The MC4R p.Ile269Asn mutation may have emerged as a founder mutation in native Mexicans and is associated with childhood and adult obesity in the modern Mexican population.
Worldwide, the prevalence of obesity has nearly tripled since 1975, but certain countries are more heavily impacted than others (1). For instance, a 2019 report by the Organization for Economic Co-operation and Development found that Mexico has among the highest rates of obesity in the world, second to the United States. According to the 2016 national survey of health and nutrition in Mexico, the prevalence of obesity was 15.3% in children between the ages of 5 and 11 years, 13.9% in teenagers between the ages of 12 and 19 years, and 33.3% in adults (2). Obesity, especially in its early-onset forms, is an important risk factor for multiple comorbidities (eg, type 2 diabetes [T2D], cardiovascular disease, cancer) and premature all-cause mortality (3–5). Efforts have been made to tackle childhood and adult obesity in Mexico, but they have failed at curbing the epidemic thus far (1, 2, 6, 7). In this context, more research on the causes of obesity is needed in this high-risk population to improve obesity prediction, prevention, and care (8).

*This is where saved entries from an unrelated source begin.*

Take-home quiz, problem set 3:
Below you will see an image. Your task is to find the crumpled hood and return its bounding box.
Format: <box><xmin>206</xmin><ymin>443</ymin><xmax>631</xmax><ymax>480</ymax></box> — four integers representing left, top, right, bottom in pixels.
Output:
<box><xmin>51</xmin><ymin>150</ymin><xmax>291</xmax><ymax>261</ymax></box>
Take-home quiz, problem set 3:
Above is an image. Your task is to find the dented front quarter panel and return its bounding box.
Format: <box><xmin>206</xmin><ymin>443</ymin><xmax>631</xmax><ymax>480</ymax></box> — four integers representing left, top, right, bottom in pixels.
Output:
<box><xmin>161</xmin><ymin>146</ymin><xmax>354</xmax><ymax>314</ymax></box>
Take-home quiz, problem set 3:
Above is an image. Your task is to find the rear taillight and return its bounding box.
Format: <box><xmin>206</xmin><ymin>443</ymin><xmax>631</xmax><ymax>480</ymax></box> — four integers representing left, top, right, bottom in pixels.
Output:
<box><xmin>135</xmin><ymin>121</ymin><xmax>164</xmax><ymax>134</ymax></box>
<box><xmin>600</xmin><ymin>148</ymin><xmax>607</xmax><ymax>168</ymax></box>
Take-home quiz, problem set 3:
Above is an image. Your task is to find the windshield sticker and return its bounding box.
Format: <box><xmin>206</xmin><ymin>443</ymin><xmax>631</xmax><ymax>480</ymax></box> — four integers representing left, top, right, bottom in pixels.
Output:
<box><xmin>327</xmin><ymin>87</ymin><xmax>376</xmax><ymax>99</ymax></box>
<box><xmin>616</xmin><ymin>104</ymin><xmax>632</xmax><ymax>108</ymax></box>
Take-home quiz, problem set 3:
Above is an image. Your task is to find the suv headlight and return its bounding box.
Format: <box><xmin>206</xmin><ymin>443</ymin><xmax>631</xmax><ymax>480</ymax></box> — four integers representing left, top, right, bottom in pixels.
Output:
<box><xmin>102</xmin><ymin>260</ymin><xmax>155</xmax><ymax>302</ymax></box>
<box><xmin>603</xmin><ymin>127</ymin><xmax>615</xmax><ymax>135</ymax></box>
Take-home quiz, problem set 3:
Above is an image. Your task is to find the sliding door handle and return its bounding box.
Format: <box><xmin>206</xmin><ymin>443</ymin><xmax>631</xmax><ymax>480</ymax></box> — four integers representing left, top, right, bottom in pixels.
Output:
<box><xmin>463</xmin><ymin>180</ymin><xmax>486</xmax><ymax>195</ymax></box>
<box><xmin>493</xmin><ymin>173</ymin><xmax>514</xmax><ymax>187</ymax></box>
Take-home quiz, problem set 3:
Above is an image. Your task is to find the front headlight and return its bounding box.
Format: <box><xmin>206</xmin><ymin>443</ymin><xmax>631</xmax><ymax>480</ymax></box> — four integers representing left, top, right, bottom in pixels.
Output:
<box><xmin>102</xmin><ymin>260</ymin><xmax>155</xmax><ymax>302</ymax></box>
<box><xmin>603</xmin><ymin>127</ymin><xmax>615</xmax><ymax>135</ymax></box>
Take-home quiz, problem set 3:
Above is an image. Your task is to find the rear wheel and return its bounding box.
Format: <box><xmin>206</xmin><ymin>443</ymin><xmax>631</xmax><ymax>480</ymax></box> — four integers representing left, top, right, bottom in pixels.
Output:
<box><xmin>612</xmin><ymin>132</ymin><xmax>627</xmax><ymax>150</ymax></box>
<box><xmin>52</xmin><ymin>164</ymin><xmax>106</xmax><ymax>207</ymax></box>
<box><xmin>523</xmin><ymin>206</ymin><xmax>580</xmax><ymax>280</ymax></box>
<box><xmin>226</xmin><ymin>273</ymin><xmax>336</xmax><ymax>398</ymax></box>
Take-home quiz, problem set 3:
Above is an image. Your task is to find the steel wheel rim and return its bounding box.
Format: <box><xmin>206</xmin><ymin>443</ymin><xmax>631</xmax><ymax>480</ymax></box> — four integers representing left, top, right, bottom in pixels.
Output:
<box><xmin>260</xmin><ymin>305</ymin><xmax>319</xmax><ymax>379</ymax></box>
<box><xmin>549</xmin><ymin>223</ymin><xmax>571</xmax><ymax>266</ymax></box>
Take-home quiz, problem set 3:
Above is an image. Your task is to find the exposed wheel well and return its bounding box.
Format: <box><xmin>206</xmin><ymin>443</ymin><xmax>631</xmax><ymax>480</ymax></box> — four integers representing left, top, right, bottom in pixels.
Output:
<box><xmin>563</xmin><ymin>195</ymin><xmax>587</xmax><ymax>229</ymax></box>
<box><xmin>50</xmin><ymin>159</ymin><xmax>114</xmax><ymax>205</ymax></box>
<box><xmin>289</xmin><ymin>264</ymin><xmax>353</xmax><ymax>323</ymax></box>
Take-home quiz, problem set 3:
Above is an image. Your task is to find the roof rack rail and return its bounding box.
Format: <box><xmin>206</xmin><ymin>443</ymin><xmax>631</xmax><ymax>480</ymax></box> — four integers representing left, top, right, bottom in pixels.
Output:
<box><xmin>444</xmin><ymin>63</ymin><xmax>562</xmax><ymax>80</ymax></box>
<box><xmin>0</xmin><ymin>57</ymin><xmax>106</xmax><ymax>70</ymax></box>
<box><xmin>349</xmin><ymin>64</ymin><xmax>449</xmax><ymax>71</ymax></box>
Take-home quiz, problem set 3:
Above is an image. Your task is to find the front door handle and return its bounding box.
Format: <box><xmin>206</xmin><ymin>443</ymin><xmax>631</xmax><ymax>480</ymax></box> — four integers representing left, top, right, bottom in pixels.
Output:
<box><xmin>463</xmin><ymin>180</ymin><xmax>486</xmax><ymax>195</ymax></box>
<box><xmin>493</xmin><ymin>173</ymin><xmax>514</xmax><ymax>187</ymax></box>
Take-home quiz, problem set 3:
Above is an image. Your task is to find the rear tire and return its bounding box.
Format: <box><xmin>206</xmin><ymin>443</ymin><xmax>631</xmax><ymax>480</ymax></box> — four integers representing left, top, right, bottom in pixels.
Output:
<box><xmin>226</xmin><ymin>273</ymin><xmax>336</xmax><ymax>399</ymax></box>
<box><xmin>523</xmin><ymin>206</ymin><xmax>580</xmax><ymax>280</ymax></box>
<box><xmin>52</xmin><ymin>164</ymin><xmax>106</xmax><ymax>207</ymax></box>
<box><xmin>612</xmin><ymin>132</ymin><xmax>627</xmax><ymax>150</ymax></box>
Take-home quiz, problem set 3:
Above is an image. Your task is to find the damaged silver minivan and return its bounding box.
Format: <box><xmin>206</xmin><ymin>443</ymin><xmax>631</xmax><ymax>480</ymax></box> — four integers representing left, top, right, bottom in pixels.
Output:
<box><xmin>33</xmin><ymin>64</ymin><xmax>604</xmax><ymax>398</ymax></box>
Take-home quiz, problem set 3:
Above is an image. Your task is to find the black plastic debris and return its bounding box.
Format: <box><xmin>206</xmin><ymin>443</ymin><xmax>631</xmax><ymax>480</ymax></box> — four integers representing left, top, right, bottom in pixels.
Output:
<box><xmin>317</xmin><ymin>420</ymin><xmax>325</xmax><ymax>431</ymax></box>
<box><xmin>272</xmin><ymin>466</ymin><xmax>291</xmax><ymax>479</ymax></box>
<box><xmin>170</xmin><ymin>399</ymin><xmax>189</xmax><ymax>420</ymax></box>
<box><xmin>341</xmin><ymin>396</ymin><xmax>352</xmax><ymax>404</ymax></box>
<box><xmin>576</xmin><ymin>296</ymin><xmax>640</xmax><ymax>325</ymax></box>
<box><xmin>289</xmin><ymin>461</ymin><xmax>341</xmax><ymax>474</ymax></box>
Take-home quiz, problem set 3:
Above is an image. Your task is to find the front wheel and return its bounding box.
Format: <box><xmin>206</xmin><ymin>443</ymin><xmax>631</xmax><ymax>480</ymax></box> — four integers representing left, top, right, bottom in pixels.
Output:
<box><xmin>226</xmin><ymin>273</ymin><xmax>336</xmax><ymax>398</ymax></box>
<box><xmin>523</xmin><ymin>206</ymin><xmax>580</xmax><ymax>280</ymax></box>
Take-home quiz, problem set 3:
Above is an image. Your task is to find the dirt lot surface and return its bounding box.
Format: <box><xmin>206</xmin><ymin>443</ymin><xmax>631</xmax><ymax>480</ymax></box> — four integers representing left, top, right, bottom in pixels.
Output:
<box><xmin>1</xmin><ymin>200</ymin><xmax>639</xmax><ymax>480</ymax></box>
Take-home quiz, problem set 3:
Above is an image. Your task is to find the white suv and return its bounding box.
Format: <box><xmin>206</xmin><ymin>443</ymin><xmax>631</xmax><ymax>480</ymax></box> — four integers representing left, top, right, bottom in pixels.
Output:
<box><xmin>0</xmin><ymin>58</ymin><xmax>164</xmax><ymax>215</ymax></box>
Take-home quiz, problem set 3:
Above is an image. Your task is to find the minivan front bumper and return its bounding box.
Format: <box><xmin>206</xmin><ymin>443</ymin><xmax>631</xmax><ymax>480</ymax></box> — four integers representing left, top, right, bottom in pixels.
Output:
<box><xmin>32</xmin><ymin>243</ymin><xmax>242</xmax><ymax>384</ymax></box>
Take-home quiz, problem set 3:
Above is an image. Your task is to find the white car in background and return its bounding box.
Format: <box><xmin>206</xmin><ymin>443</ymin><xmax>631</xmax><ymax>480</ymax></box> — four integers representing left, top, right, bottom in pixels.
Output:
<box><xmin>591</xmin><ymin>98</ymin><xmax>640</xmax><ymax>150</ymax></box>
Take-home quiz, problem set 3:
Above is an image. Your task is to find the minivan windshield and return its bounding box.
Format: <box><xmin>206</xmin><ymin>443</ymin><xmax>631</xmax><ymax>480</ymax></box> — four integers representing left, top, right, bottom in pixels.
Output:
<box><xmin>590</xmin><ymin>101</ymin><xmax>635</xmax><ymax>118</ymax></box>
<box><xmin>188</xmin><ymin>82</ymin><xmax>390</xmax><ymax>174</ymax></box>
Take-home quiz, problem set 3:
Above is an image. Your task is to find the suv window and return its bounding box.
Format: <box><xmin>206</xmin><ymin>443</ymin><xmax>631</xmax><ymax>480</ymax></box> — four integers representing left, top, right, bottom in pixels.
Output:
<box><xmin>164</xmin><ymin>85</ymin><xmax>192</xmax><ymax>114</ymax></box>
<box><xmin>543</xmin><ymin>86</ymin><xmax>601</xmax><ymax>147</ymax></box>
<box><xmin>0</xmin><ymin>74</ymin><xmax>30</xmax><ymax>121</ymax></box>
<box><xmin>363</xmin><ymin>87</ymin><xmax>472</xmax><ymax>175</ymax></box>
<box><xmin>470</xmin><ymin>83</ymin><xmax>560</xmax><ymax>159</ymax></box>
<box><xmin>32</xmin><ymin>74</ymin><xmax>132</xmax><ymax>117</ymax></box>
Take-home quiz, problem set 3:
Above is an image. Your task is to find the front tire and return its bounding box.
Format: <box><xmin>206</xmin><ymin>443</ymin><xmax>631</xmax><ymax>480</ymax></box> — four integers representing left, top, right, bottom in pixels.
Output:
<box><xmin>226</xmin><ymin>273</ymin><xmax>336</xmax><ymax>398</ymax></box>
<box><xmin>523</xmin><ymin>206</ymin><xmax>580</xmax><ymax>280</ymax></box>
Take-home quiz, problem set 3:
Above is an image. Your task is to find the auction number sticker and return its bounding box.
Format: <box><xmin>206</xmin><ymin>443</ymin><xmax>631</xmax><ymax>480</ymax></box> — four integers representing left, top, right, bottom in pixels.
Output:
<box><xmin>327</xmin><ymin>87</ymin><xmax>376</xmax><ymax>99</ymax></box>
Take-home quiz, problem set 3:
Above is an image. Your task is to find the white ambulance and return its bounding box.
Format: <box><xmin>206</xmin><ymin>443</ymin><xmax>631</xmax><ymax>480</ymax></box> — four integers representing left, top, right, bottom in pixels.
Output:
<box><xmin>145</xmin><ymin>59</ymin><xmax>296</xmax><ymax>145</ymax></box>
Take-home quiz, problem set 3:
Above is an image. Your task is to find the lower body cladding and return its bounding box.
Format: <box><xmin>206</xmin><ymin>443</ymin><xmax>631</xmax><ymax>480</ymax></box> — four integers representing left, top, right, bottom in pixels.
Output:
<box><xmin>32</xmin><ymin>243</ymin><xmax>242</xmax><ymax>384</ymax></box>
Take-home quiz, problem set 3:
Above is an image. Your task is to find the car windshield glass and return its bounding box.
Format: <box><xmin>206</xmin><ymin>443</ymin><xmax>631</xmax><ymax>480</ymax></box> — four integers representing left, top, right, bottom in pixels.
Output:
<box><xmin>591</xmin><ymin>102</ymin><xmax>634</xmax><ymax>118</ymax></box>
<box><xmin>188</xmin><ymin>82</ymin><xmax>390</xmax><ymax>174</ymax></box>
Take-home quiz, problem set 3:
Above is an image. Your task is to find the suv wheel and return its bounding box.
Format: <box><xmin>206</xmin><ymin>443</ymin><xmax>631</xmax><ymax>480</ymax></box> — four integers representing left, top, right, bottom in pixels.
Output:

The recent surge in obesity in Mexico can be largely explained by the rapid nutritional transition to Western diets and a decrease in physical activity promoted by fast urbanization (9, 10). However, not everyone exposed to an “obesogenic” environment becomes obese in Mexico (2), and the large inter-individual differences in body mass index (BMI) observed in this high-risk population are also attributable to biological factors: in utero exposure, sex, age, ancestral background, pre-existing medical conditions, gut microbiome, epigenetic and genetics (8, 11).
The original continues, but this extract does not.